Einer der renommiertes Wettbewerbe für das Kindertheater – der „Berliner Kindertheaterpreis“ – wird 20! Mit „WOCHE – WOCHE“ von Lara Schützsack kommt das Siegerstück von 2023 zur Uraufführung
GRIPS: Ein Beispiel, welche Kinderstücke beim Kindertheaterpreis entstehen, kann man im Herbst selbst erleben, denn dann kommt „WOCHE – WOCHE“ von Lara Schützsack, wofür sie 2023 ausgezeichnet wurde.
P. Harpain: Lara Schützsack ist da ein ganz neuer Zugriff auf das Thema Trennung und Patchworkfamilie gelungen. Sie fragt konkret nach den Auswirkungen auf den Alltag des Kindes und den neuen Familien, zwischen denen es wochenweise hin- und herwechselt. Diese Wechselmodelle kennen so viele Kinder in Berlin, hier leben ja bundesweit die meisten getrennten Paare, wo die Kinder nicht in der Kernfamilie aufwachsen. Lara Schützsack erzählt als Autorin mit sehr viel Respekt, Humor, großer Lust und ganz konsequent aus der Sicht des Kindes. Sie kreidet nichts an, sondern zeigt auf. Es ist auch ein wichtiges Stück für uns Erwachsene, diese Kindersicht auf unterschiedliche Familienmodelle zu erleben. Das ist die Stärke des Stücks.

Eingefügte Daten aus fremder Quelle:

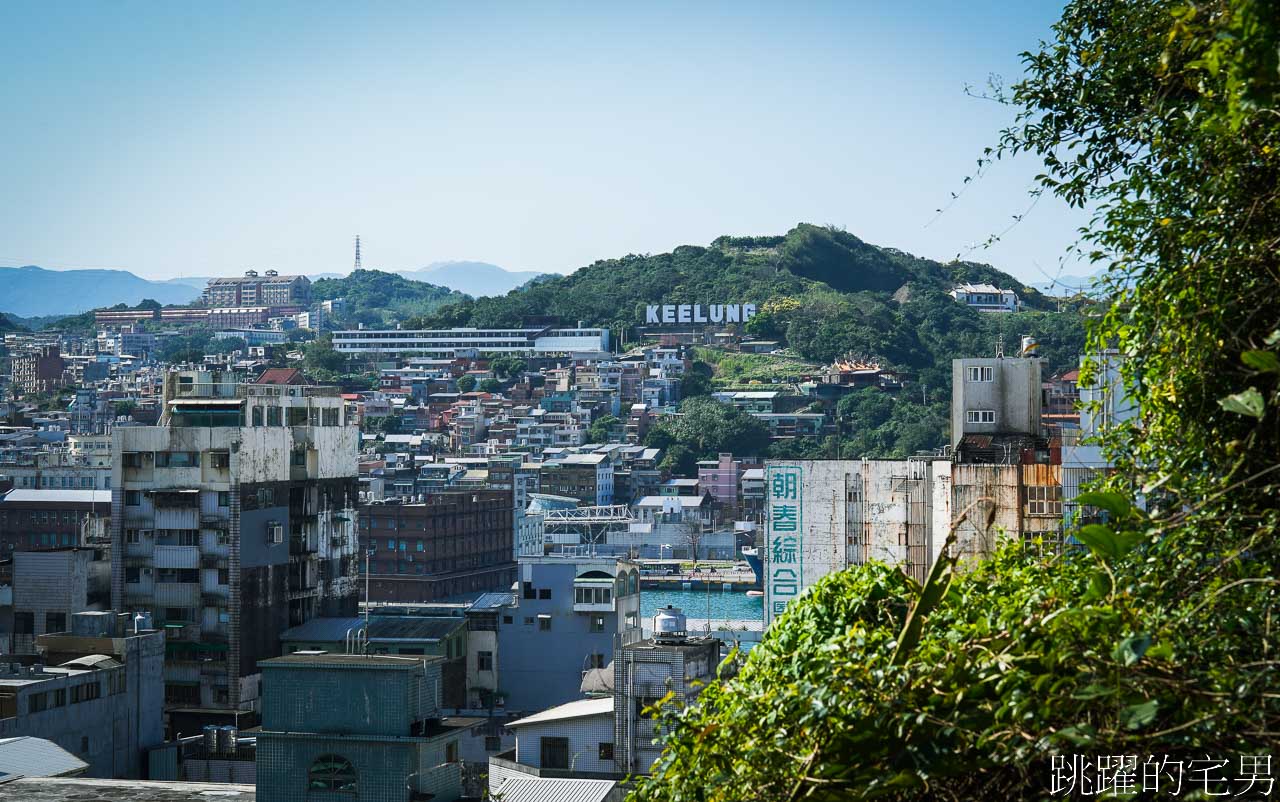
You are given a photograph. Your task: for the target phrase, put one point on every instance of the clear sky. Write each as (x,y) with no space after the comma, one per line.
(181,138)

GRIPS: Die Spielzeit beginnt im September mit einer kleinen, aber feinen Premiere und einer wortgewaltigen Meisterschaft Anfang Oktober! Wir starten mit der dritten Variante unserer Reihe für die Allerkleinsten, „VIER ZURÜCK“!
P. Harpain: Regisseurin Sabine Trötschel hat 2019 für die Allerkleinsten die Geschichte VIER SIND HIER entwickelt, in denen sich vier Figuren unter einem großen Tisch in Alltagsituationen von Zwei- und Dreijährigen wiederfinden, und mit den Hindernissen, aber auch Erfolgen umgehen. Dann kam Corona und der Alltag für die Allerkleinsten änderte sich so massiv, mit Masken und Abstand halten, dass Sabine eine Corona-Fassung mit dem Titel VIER BEI DIR entwickelte. Und 2024 fragen wir: Wie ist der Alltag jetzt für kleine Kinder? Wie wirkt sich das aktuelle Zeitgeschehen auf sie aus? VIER ZURÜCK ist der Titel der dritten Folge unserer VIER-Reihe für die Allerkleinsten, mit dieser Premiere starten wir in die neue Spielzeit.
Die internationalen, deutschsprachigen U20-Poetry-Slam-Meisterschaften Anfang Oktober endlich wieder in Berlin und im GRIPS!“
GRIPS: Direkt nach dieser Premiere steppt fünf Tage lang der Bär im GRIPS: Nach zehn Jahren kommt wieder die deutschsprachige U20-Poetry-Slam-Meisterschaft ins GRIPS Theater und mischt unsere beiden Bühnen auf.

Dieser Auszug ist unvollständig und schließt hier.